Assault on Precinct 13′ shows Carpenter in the fine creative form of his earlier days, when he produced such thriller and horror gems like `Halloween’, `The Thing’ and this little movie. As usual he eschews a complex plot in favour of a great little central concept – in this case a group of civilians, prisoners and police trapped in a deserted police station under siege from a mysterious gang who want to get at one man inside.

The acting in these movies is generally bland, but Carpenter at least breathes some dimension into his characters. The lead role goes to Lt. Ethan Bishop (Austin Stoker), the cop in charge of minding the building for the night. Naturally he’s honourable but there’s also a good sense of pragmatism to his character. Similarly the prisoner Napoleon (Darwin Joston) isn’t just a criminal – there’s something quite human to him. The same goes for the civilians caught up – despite their disparities the characters become a relatively cohesive unit that’s quite believable, enjoyable without veering into grating sentimentality ever. Naturally a lot of them are cannon fodder but the loss of individuals in such movies is one of the anticipations you expect in the genre.

Carpenter did a great service by making the protagonists of the piece silent. They never utter a word. They have nothing in common, hailing from all races. We have no motivation for their actions and thankfully we’re spared weak, and frankly pointless, excuses. Instead their blank faced determinism, and the manner in which they mete out death, lends them a horrific cold bloodedness that is far more memorable than typical thriller character building.
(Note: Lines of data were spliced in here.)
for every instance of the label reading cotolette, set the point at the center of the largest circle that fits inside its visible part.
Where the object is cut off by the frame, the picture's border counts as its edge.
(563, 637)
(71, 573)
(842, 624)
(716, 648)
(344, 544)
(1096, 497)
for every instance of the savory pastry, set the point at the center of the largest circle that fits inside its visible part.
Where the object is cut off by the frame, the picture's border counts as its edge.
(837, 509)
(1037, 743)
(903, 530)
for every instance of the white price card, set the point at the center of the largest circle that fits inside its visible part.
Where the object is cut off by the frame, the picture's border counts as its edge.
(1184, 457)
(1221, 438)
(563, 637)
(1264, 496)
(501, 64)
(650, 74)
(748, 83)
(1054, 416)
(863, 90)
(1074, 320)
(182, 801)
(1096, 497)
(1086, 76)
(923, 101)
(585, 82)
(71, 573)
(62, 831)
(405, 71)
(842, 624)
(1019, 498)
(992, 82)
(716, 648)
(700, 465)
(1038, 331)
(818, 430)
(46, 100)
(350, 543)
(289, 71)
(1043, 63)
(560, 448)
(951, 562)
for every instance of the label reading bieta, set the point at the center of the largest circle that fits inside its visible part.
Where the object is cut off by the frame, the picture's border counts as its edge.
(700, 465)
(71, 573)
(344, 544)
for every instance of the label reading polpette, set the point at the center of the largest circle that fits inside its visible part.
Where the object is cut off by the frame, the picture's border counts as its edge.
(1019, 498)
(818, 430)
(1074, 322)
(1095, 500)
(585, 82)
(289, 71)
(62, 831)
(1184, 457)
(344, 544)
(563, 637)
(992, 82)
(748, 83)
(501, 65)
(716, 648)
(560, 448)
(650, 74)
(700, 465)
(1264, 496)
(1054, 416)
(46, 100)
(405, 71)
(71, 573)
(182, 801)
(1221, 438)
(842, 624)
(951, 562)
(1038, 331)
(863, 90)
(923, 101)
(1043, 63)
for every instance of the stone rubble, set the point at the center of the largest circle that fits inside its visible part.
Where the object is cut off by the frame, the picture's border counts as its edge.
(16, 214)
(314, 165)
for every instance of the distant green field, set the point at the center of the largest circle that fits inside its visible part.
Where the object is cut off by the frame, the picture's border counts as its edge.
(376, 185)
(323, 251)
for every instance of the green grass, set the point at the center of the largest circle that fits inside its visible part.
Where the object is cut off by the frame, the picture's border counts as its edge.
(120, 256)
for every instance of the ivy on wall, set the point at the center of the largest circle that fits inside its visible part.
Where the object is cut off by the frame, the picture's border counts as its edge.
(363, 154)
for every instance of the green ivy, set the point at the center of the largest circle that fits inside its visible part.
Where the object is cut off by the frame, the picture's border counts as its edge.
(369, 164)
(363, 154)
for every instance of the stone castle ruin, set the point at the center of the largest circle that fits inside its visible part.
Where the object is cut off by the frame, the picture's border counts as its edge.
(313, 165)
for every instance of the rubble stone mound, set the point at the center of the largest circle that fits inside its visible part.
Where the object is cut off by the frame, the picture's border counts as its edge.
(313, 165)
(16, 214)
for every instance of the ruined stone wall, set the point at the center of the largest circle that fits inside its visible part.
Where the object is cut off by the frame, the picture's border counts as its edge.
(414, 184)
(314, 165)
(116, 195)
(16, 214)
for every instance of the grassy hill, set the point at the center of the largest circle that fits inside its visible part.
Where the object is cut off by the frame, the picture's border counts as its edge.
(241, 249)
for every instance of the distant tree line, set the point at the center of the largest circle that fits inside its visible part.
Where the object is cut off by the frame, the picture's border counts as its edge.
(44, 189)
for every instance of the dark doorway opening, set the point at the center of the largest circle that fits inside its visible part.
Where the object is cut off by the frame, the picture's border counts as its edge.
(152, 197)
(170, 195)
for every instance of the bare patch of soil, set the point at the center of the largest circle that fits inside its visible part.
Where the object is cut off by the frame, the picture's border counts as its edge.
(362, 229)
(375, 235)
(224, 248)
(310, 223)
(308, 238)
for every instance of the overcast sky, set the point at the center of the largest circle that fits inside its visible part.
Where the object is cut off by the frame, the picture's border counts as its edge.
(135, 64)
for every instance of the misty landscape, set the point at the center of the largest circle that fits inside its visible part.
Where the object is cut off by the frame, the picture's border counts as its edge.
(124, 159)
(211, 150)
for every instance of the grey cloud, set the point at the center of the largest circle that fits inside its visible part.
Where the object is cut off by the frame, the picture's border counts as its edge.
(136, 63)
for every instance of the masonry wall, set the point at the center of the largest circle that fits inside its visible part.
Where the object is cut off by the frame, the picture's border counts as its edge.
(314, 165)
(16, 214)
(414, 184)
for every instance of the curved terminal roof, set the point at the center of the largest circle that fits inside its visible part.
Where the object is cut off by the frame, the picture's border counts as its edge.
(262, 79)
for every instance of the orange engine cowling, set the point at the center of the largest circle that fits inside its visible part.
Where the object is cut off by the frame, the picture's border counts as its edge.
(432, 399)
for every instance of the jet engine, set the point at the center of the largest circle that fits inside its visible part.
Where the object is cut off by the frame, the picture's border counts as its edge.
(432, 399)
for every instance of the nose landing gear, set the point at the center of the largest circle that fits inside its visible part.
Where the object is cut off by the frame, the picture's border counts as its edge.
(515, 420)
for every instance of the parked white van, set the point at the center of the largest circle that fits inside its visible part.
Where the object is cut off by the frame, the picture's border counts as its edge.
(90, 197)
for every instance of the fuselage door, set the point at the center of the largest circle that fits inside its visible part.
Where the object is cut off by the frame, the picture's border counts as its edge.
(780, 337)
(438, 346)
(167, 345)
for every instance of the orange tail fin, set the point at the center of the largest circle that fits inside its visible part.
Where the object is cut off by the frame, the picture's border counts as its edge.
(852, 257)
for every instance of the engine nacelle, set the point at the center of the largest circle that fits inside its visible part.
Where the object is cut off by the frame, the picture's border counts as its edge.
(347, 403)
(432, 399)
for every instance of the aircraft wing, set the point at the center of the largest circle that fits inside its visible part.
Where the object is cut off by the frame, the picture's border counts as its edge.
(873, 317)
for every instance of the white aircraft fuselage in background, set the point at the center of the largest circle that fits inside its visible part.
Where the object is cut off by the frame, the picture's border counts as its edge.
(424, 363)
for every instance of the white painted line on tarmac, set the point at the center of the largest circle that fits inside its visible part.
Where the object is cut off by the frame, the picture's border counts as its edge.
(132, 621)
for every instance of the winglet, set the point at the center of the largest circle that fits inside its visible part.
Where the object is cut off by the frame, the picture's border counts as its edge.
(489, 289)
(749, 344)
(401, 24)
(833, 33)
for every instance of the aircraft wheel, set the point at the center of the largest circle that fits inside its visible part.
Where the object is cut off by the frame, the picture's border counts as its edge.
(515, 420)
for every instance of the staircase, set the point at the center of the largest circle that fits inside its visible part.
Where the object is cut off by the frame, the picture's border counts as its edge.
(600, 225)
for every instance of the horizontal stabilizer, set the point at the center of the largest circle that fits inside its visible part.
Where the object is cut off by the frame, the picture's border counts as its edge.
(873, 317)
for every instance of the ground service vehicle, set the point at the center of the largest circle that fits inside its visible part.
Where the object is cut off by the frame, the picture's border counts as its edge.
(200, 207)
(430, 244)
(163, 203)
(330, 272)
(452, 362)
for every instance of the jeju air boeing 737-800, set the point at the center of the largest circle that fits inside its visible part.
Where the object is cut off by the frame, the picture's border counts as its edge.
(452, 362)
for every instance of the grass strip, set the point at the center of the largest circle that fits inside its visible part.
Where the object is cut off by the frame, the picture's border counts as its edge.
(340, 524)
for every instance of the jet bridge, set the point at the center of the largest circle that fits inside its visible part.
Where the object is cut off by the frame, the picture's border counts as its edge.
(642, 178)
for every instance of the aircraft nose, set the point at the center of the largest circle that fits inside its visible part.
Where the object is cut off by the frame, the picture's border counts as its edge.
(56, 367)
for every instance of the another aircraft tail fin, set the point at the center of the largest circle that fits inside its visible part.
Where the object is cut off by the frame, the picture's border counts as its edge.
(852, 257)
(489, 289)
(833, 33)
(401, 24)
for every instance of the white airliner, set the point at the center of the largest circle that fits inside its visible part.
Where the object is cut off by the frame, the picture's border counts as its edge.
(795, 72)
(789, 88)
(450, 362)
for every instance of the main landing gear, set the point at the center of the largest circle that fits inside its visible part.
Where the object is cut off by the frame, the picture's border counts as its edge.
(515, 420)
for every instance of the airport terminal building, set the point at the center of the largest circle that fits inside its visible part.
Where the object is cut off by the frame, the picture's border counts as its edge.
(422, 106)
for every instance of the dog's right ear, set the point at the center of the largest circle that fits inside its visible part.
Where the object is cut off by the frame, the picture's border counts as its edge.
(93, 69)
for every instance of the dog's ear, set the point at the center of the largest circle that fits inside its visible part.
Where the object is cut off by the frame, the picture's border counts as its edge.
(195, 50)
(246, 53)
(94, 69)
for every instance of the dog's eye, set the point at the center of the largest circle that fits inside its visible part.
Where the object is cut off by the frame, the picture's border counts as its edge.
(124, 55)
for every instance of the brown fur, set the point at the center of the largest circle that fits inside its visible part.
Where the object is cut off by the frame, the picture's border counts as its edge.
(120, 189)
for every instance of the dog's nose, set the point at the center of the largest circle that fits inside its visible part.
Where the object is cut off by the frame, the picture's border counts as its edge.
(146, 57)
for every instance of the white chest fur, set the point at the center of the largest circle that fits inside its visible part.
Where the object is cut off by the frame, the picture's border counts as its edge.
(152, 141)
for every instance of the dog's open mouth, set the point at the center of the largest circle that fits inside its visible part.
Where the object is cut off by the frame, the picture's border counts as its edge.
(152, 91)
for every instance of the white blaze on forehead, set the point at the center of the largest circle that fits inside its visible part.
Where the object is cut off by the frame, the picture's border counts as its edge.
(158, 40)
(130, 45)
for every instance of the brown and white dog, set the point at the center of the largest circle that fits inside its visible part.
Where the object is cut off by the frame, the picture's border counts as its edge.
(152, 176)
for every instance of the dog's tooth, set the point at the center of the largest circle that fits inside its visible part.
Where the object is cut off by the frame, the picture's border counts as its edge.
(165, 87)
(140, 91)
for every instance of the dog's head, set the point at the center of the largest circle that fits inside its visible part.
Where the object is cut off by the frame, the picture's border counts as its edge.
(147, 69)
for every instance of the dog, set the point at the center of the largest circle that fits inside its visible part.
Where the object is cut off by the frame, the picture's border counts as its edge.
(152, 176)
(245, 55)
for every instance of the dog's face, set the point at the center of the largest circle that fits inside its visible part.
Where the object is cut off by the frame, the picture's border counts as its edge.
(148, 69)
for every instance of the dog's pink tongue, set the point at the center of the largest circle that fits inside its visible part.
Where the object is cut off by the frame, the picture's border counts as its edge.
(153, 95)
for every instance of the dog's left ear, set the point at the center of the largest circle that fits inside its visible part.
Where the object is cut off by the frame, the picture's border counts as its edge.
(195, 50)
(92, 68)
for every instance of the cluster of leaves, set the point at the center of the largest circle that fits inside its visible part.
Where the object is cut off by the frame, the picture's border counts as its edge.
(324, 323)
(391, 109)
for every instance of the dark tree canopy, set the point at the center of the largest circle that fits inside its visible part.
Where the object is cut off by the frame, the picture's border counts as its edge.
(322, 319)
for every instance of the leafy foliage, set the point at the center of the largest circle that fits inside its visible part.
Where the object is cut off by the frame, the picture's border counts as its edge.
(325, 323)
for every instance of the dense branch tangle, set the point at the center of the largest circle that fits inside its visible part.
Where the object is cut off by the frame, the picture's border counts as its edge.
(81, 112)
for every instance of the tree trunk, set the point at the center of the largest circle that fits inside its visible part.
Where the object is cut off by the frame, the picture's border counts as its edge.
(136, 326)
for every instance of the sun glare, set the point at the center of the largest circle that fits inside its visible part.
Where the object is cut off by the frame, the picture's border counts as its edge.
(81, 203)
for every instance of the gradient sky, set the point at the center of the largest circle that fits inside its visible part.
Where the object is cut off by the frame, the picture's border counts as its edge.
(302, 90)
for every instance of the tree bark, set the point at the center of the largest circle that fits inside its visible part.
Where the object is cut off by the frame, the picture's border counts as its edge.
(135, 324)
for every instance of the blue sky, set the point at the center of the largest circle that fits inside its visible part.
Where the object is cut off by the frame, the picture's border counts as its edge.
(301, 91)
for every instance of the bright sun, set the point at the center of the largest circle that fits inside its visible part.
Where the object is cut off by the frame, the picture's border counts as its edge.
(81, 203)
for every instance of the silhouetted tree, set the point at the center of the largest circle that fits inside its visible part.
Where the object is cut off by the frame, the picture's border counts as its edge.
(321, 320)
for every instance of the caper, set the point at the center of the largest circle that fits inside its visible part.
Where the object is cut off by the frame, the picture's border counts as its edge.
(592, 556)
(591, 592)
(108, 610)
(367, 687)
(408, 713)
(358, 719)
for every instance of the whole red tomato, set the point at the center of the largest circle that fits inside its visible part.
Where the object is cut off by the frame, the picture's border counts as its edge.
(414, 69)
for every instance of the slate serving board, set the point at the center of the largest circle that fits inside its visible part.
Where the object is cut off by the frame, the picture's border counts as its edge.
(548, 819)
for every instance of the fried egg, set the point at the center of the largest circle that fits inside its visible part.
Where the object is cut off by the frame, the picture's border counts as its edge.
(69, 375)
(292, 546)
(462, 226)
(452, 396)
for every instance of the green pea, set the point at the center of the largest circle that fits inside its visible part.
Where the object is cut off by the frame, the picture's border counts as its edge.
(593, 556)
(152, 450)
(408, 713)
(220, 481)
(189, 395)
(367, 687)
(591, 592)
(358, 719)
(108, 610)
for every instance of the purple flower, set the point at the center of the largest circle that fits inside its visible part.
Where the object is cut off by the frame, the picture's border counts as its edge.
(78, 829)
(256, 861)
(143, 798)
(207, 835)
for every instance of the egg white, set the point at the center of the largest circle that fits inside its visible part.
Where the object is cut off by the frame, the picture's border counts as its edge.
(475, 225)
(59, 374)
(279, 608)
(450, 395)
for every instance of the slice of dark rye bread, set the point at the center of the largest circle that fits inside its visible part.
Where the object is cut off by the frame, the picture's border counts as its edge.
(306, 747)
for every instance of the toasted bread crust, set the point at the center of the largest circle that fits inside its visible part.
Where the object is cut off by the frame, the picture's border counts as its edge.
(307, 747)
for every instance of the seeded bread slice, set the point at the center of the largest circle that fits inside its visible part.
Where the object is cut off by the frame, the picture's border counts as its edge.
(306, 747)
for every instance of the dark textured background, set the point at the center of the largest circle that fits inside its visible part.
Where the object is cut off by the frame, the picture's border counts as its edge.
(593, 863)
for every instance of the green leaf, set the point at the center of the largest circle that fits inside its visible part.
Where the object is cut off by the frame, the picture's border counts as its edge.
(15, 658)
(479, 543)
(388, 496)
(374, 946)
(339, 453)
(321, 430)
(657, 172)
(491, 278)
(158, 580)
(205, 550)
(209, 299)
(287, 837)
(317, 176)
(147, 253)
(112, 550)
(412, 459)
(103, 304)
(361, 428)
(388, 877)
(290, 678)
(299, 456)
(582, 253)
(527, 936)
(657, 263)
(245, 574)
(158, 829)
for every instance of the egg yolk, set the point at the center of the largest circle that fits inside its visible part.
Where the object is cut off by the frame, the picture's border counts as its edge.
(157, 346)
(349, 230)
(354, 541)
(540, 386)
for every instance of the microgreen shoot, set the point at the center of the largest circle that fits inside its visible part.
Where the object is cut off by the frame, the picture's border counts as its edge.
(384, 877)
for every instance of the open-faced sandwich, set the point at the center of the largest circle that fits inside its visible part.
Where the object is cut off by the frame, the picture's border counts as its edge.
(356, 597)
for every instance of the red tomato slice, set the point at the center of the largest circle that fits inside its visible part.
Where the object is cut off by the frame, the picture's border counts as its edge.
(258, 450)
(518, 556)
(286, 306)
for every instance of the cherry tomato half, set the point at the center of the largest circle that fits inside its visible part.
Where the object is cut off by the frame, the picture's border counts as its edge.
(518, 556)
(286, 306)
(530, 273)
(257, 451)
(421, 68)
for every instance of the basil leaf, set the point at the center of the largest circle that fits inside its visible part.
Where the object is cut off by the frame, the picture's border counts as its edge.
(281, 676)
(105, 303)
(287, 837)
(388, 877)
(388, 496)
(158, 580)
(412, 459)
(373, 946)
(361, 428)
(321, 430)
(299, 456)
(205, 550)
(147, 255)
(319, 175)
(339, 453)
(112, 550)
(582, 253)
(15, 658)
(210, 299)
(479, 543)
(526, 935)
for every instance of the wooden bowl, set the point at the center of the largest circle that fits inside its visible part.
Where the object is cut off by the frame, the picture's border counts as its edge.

There’s not so much a sense of palpable evil but a much more terrifying sense of complete inhumanity. Carpenter also uses his great skills with claustrophobia – even the outdoor scenes are deserted, lonely, isolated. The actual station under siege is well designed – we’re made aware of the layout quickly, before the action starts, so that the action sequences make sense without confusing us on issues of location. The darkness of the proceedings – pale lighting and so forth – add to the edgy mood of the characters. And Carpenter once again has a nice musical score accompanying his movie – it may sound dated, but it suits the ambience and atmosphere to a tee.

`Assault on Precinct 13′ is hardly clever. It’s not claiming to be. It’s a low budget work with a central `siege’ idea. It works because of the claustrophobic element, the feeling of desperation in the characters, some neat villains and fairly well fleshed characters. It may not be the pinnacle of its type, but it sure is enjoyable while it lasts.